The inaugural units of India’s first nuclear power plant, Tarapur Atomic Power Station (TAPS), completed 40 years of successful generation of electricity from nuclear energy power on 1st April, 2009 and is still going strong running at 100 per cent capacity.
The station has generated more than 77 billion units of electricity so far, and is supplying it to Maharashtra and Gujarat at a tariff 94 paise per unit.
It was on April 1, 1969, that the two reactors of 160 MW each Boiling Water Reactors built by US power major General Electric (GE) on a turn-key basis at Tarapur, 120 km from here, were synchronised to the grid.
The Nuclear Power Corporation of India Limited (NPCIL), a public sector undertaking of the Department of Atomic Energy (DAE) will be felicitated those engineers who were responsible for synchronising the plants to the grid at a function in Tarapur, recently.
The country’s fuel-starved nuclear reactors will get a fresh lease of life with the arrival of imported natural uranium and improvement in indigenous production of the mineral, Atomic Energy Commission Chairman Anil Kakodkar has said recently in Tarapur, Maharastra.
The Department of Atomic Energy expects an increase in production of uranium by 25 per cent from Jaduguda and Turamdih mills by the end of this year, he said at a function here to commemorate 40 years of nuclear electricity in India.
India has received the first consignment of 60 tonnes of uranium from France for use as fuel to power its reactors following a clearance by the 45-nation Nuclear Suppliers Group.

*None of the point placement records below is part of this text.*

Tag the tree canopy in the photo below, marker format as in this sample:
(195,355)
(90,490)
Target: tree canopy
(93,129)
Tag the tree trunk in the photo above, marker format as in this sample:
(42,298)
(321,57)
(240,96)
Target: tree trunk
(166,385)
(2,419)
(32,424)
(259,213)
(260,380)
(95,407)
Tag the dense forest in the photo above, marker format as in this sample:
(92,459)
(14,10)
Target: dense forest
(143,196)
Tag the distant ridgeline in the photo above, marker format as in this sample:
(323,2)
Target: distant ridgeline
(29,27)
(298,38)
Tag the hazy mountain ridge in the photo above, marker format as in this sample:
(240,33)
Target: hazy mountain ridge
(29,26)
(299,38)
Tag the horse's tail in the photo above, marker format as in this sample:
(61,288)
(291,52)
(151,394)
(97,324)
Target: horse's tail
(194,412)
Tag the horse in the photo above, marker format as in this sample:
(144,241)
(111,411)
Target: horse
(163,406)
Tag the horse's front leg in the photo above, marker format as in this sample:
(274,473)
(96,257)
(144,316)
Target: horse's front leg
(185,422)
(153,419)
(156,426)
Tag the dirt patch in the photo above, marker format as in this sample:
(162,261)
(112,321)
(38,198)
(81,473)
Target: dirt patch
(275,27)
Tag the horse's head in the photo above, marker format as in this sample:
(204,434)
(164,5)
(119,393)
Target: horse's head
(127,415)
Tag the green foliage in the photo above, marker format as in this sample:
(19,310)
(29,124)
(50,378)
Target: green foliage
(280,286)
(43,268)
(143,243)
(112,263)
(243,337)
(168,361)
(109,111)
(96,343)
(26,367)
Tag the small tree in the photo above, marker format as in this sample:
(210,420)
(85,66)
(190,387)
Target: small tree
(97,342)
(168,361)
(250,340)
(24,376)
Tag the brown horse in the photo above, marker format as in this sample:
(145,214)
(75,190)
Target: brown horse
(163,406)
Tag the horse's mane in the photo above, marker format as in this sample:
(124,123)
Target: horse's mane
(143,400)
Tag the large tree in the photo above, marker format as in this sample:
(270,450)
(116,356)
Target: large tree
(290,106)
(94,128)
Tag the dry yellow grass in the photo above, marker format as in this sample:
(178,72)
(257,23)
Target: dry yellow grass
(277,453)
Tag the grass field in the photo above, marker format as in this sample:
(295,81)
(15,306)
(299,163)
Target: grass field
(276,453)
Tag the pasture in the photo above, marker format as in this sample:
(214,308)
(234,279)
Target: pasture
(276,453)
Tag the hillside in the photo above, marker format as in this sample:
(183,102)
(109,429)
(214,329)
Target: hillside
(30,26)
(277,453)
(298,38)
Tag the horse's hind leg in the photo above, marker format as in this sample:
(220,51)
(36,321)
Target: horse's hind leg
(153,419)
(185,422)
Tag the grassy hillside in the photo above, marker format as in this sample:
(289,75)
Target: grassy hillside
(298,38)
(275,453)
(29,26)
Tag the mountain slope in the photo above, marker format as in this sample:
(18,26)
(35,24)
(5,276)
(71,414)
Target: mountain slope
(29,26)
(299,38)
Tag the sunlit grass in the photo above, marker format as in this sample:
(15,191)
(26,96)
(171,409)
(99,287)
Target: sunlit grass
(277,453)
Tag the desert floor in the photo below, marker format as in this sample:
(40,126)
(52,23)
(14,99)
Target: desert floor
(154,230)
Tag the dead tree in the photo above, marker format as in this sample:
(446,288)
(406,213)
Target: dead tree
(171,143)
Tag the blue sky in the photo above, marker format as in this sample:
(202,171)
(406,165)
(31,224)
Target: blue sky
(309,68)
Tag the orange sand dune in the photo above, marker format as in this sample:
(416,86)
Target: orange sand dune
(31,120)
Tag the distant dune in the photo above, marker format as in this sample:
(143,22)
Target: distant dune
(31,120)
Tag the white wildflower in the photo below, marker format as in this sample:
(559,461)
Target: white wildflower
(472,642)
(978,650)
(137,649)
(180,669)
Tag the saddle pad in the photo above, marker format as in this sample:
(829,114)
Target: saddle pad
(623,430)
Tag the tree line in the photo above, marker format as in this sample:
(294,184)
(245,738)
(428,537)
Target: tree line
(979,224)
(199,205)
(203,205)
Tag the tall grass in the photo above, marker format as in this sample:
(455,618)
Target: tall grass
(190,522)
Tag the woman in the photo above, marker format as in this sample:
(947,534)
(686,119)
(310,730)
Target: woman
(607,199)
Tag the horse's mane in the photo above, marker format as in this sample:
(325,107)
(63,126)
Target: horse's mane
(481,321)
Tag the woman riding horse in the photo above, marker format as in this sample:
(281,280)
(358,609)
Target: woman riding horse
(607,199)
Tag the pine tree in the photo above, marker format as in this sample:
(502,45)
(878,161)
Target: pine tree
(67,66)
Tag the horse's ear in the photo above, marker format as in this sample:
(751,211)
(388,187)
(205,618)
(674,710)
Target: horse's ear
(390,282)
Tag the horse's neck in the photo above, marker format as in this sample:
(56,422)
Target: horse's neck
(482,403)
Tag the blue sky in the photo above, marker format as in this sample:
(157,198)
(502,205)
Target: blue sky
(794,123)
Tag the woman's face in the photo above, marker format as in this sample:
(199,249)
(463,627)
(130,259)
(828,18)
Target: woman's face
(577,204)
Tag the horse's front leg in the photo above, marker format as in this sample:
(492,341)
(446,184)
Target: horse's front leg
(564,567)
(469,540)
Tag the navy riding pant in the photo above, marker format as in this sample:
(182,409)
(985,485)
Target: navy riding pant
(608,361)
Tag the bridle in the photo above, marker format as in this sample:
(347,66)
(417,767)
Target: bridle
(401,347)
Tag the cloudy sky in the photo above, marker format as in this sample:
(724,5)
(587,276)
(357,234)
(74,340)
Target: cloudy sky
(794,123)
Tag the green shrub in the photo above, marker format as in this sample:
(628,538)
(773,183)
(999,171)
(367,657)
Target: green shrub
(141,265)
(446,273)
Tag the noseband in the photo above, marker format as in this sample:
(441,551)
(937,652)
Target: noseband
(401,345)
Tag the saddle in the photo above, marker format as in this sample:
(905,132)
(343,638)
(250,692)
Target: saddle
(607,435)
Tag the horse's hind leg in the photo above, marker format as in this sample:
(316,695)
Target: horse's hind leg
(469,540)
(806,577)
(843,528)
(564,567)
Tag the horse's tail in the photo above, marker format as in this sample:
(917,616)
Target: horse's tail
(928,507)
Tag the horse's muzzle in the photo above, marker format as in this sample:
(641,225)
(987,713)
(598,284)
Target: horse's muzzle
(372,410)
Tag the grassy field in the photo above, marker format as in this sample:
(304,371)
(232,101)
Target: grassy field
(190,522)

The uranium ore would be processed at the Nuclear Fuel Complex (NFC) at Hyderabad for use in safeguarded pressurized heavy water reactors (PHEWS).

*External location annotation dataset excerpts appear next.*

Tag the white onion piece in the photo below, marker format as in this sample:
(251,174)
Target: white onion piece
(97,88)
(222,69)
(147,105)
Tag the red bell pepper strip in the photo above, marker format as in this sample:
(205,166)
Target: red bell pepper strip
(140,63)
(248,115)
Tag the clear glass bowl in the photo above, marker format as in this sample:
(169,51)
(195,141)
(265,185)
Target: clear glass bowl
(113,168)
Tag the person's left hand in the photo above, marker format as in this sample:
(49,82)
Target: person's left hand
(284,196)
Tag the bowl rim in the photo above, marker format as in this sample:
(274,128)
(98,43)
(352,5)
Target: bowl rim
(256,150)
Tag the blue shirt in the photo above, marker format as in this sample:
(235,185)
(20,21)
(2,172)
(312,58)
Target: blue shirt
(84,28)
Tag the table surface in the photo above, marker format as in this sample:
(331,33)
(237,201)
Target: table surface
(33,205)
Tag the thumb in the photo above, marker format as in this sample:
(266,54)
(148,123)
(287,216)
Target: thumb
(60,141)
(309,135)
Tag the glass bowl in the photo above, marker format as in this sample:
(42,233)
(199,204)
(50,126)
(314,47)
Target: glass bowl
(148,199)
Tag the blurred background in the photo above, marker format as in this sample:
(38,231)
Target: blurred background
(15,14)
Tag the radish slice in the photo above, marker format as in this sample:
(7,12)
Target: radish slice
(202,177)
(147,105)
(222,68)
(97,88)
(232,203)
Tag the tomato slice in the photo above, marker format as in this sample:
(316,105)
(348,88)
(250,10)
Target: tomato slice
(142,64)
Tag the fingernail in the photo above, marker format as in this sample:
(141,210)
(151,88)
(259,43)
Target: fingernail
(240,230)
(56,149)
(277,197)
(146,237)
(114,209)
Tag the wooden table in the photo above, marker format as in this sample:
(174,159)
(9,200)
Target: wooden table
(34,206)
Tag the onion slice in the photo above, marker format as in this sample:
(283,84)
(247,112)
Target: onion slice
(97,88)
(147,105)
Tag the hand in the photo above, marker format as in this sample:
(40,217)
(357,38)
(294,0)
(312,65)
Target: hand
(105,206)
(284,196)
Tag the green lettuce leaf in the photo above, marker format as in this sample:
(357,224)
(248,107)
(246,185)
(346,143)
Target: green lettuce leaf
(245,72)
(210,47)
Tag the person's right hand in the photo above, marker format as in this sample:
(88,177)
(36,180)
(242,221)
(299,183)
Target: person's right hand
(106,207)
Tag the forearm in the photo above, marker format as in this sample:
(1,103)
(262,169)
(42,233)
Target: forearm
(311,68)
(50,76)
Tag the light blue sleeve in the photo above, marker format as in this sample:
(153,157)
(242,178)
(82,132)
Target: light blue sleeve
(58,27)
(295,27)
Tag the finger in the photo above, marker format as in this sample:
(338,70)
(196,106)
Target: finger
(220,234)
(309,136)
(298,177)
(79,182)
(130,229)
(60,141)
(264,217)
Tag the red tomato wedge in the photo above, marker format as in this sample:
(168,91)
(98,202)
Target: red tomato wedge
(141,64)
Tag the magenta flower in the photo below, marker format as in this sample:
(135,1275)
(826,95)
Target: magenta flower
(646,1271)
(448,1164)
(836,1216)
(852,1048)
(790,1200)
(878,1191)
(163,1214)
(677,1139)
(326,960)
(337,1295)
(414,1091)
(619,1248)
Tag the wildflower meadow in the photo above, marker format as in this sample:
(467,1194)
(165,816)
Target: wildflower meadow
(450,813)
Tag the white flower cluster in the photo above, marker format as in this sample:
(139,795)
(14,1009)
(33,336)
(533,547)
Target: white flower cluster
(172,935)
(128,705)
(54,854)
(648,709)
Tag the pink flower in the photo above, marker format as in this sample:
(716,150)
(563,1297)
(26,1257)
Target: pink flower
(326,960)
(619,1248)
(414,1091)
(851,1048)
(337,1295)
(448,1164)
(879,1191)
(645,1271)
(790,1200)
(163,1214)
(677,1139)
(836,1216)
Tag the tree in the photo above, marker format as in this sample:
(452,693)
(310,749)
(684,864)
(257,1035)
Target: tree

Kakodkar said that the expansion of NFC is going on to augment the fabrication of uranium fuel to make it available for the reactors.
“There has been a mismatch of uranium in the country but efforts are on to reduce the mismatch of fuel”, he said.
Speaking at the same function, Nuclear Power Corporation of India (NPCIL) Chairman S. K. Jain said four new ‘VVER-type’ nuclear reactors of 1,000 MW capacity each will be set up in Kudankulam in Tamil Nadu in addition to two 1,000 MW reactors which are already being constructed there, after India finalizes a deal on it with Russia in June this year.
“India and Russia have already signed other enabling accords like agreements on sharing of information and it is only the techno-commercial offer that has to be finalized and we expect it to be completed by June,” he said.
The first two units of 1,000 MW reactors, which are under advanced stages of construction, will be completed during the course of this year, Jain said.
Answering on how long it will take for NPCIL to get the foreign reactors since the Indo-US deal was signed in last October, Jain said that after the inter-governmental deal was finalized with the US, India could not immediately go for nuclear commerce with Nuclear Suppliers Group as there were several important steps to be carried out before the final commerce took place.
The steps included discussions on technical details, financial aspects, transportation, manufacturing of equipment and safety, he said.